Guardianship Tribunal of New South Wales

Legal tribunal overview
- Formed: 1 August 1989
- Dissolved: 31 December 2013
- Superseding Legal tribunal: New South Wales Civil and Administrative Tribunal;
- Jurisdiction: New South Wales
- Headquarters: Level 3, 2a Rowntree Street, Balmain;
- Parent Legal tribunal: Supreme Court of New South Wales
- Key document: Guardianship Act, 1987 (NSW);
- Website: ncat.nsw.gov.au

= Guardianship Tribunal of New South Wales =

The Guardianship Tribunal of New South Wales, a former specialist disability tribunal of the Government of New South Wales for people with cognitive incapacity, or disability operated between 1989 and 2013. The Tribunal was superseded by the New South Wales Civil and Administrative Tribunal (NCAT) which came into effect from 1 January 2014. Its functions now operate within a divisional context in the NCAT.

The former tribunal was able to appoint guardians and financial managers as substitute decision makers, give to consents to medical treatment for people over 16 years of age and was able to review private arrangements about enduring guardianship and enduring powers of attorney.

The former tribunal was established pursuant to and commenced operations on 1 August 1989.
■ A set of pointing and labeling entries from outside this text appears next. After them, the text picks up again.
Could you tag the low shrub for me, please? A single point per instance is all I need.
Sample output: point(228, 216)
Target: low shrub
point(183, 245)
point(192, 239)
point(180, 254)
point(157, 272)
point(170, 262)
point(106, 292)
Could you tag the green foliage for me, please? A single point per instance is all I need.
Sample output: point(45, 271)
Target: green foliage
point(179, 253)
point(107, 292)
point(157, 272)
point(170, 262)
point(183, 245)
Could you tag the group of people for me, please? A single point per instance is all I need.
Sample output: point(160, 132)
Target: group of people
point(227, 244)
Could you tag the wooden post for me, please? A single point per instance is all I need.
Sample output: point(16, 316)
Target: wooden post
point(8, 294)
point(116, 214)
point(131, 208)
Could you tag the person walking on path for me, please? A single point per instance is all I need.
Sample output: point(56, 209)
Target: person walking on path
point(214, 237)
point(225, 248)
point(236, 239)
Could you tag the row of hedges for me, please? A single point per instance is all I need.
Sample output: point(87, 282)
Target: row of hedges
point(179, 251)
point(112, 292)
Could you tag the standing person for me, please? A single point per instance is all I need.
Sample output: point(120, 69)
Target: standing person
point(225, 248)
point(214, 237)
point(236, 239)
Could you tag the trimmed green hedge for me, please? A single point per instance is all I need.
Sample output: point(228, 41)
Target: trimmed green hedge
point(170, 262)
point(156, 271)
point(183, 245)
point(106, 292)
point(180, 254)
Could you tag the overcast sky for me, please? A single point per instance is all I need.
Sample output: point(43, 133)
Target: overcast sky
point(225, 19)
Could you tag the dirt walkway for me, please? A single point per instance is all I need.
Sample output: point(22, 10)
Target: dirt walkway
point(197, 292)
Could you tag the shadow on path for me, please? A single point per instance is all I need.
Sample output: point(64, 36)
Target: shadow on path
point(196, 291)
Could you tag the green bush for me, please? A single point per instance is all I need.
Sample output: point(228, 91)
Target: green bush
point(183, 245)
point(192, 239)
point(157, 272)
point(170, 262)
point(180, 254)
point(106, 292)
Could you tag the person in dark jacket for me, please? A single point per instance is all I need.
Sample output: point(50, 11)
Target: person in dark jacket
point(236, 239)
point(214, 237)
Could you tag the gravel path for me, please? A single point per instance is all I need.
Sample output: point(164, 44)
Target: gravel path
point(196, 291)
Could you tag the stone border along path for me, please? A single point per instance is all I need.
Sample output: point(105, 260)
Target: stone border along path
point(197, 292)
Led by its former President, Malcolm Schyvens, who served for a fixed five-year term, the former tribunal was an independent body. However any decisions made by the tribunal were subject to legal appeal, with the Supreme Court of New South Wales being the ultimate body to make rulings on matters of law before the former tribunal.
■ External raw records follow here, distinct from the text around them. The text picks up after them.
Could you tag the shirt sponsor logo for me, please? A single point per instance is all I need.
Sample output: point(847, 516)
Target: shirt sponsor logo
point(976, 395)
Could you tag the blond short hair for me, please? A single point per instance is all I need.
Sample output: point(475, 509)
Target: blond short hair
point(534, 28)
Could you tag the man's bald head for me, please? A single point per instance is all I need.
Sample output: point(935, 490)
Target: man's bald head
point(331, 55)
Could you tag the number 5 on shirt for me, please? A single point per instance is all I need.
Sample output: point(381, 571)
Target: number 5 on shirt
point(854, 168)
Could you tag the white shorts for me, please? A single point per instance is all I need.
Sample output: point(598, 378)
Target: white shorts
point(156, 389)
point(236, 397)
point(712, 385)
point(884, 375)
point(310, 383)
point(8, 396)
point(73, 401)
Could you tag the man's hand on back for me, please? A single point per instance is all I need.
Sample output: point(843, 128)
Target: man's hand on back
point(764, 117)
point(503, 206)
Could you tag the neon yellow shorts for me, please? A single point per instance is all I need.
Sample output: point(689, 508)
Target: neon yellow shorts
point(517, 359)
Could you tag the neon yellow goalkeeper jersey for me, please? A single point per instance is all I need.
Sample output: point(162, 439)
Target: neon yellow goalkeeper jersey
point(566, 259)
Where the former tribunal made an order to appoint the NSW Public Guardian as guardian of last resort, the Public Guardian would then act as a substitute decision-maker for people under his guardianship. The NSW Public Guardian is an independent statutory official, presently Graeme Smith. The Public Guardian is part of the Department of Justice and is supported administratively by the NSW Trustee and Guardian.

==Constitution of the former tribunal==
The former tribunal was established under the Guardianship Act 1987 (NSW) (which was formerly called the Disability Services and Guardianship Act 1987 (NSW)). The former tribunal comprised a president, a deputy president and at least ten tribunal members appointed by the Governor of New South Wales. Prior to its dissolution on 31 December 2013, there were more than ten members appointed.
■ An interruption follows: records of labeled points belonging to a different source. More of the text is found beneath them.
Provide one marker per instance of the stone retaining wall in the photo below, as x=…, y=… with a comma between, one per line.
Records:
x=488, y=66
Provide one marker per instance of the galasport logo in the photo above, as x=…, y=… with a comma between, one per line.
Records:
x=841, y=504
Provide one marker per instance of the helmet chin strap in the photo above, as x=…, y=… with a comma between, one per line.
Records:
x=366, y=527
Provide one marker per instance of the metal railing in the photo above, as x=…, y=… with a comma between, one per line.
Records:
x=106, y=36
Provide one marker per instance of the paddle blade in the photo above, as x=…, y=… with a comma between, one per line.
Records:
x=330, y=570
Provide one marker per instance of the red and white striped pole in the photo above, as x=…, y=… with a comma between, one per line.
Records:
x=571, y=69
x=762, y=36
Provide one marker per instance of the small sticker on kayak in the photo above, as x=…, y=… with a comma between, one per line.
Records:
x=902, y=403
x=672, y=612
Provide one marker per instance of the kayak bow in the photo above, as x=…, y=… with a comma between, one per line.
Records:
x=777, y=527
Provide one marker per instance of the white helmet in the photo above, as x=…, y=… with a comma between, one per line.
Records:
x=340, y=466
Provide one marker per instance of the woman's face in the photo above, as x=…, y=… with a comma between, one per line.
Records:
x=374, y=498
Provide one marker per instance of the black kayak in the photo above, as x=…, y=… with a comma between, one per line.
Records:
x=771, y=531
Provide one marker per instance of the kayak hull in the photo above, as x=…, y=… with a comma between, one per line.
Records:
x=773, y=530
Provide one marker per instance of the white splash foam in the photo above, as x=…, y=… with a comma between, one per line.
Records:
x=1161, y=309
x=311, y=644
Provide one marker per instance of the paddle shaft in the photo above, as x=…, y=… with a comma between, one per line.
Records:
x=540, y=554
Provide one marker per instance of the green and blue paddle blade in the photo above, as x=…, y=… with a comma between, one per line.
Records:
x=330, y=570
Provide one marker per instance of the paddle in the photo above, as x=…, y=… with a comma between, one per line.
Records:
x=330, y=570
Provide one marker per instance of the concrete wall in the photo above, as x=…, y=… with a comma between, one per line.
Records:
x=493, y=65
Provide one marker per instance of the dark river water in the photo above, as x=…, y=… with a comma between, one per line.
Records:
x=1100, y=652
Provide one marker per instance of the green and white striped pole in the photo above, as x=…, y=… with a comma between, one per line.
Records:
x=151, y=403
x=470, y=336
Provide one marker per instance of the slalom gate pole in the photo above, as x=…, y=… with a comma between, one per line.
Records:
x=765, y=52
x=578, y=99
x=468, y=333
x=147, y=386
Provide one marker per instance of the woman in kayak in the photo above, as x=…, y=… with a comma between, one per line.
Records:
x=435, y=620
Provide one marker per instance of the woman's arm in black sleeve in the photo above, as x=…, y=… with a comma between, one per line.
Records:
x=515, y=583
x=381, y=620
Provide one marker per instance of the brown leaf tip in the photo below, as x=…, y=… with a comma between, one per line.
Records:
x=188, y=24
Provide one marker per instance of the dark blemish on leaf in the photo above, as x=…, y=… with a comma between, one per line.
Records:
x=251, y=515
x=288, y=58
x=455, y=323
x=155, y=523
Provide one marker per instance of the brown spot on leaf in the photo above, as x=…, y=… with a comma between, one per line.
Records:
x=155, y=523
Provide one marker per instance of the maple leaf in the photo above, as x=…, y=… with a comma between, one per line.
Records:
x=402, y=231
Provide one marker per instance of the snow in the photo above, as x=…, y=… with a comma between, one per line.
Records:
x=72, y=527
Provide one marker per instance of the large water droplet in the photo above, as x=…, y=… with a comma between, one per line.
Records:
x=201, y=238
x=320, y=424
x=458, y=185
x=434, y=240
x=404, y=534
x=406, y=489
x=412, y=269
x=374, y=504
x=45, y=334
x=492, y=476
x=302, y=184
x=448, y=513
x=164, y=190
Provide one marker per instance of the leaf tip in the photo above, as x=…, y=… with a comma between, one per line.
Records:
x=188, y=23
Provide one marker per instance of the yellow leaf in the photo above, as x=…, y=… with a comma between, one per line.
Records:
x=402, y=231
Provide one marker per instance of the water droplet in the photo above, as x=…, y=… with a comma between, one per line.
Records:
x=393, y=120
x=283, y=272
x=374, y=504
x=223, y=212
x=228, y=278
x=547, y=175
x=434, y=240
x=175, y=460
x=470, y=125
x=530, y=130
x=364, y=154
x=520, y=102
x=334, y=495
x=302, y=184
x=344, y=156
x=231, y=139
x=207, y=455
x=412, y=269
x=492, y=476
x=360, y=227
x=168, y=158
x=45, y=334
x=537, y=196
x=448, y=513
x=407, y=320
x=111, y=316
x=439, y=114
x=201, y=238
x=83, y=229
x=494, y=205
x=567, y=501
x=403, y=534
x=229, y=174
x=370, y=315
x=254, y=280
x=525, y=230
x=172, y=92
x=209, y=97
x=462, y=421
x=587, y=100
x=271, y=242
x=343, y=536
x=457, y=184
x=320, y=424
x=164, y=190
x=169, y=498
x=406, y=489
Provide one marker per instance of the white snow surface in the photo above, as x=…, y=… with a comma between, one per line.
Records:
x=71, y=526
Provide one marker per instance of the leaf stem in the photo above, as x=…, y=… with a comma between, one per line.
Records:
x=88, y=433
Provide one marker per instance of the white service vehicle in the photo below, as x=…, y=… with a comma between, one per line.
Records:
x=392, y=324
The former tribunal normally sat as a three-member panel. One member was a member with legal expertise, normally a lawyer with more than seven years legal experience. The other two panel members were a professional member, who had experience in the assessment or treatment of adults with disabilities. The other member was a community member, who had experience with people with disabilities.

==Jurisdiction==

If a person was found to be unable to manage their own "lifestyle decisions", the former tribunal may appoint a guardian and would decide who that was. The former tribunal could appoint a financial manager if the person was incapable of managing their own affairs. The former tribunal could decide who that should have been. The former tribunal could also make orders in respect of powers of attorney and may previously have made orders to vary the power of attorney or to replace an attorney.

A person unhappy with the decision of the former tribunal may, in certain circumstances, lodge an appeal to either the former Administrative Decisions Tribunal of New South Wales or the Supreme Court of New South Wales. The former Administrative Decisions Tribunal, now replaced by the New South Wales Civil and Administrative Tribunal (in particular: The Administrative and Equal Opportunity Division) could have requested the former Guardianship Tribunal to supply documents subject to the Guardianship Tribunal's discretion and Section 101 of the Guardianship Act, and the Supreme Court could have instructed the former tribunal to supply records relevant to any matter before the Court.

Tribunals and courts are exempt from the NSW Ombudsman Act. Although citizens are expected to comply with laws of the State, the Guardianship Act did not specifically instruct the former Guardianship Tribunal to do so and interpretation of Sections of the Guardianship Act by the former Tribunal were not subject to review. Evidence and matters previously considered by the former tribunal were excluded from internal consideration from any request for an internal review.

==The hearing==
Prior to its dissolution, all parties to a matter could have attended a hearing. When this was not possible, evidence would be taken by telephone and witnessed were called and gave evidence.

Legal representation was only permitted with the former tribunal's leave. The former tribunal was not subject to judicial protocols or rules of evidence, and legal representation was usually not beneficial. The former tribunal assigned a case manager as "investigator" who received any reports sent to the tribunal; the managers did not initiate investigation of any matters but during the week before the hearing they prepared a report for the tribunal members who sat to consider the case.

Reports by doctors and social workers were considered by the former tribunal to be more reliable than community testimony.

The former tribunal sat in Sydney, but also sat elsewhere in the State, including a range of locations in regional New South Wales.

==Caseload==

In the former tribunal's Annual Report for 2004–2005, the former tribunal reported that it had received 4,968 application in that year and about 2,000 matters under continuing management by the former tribunal.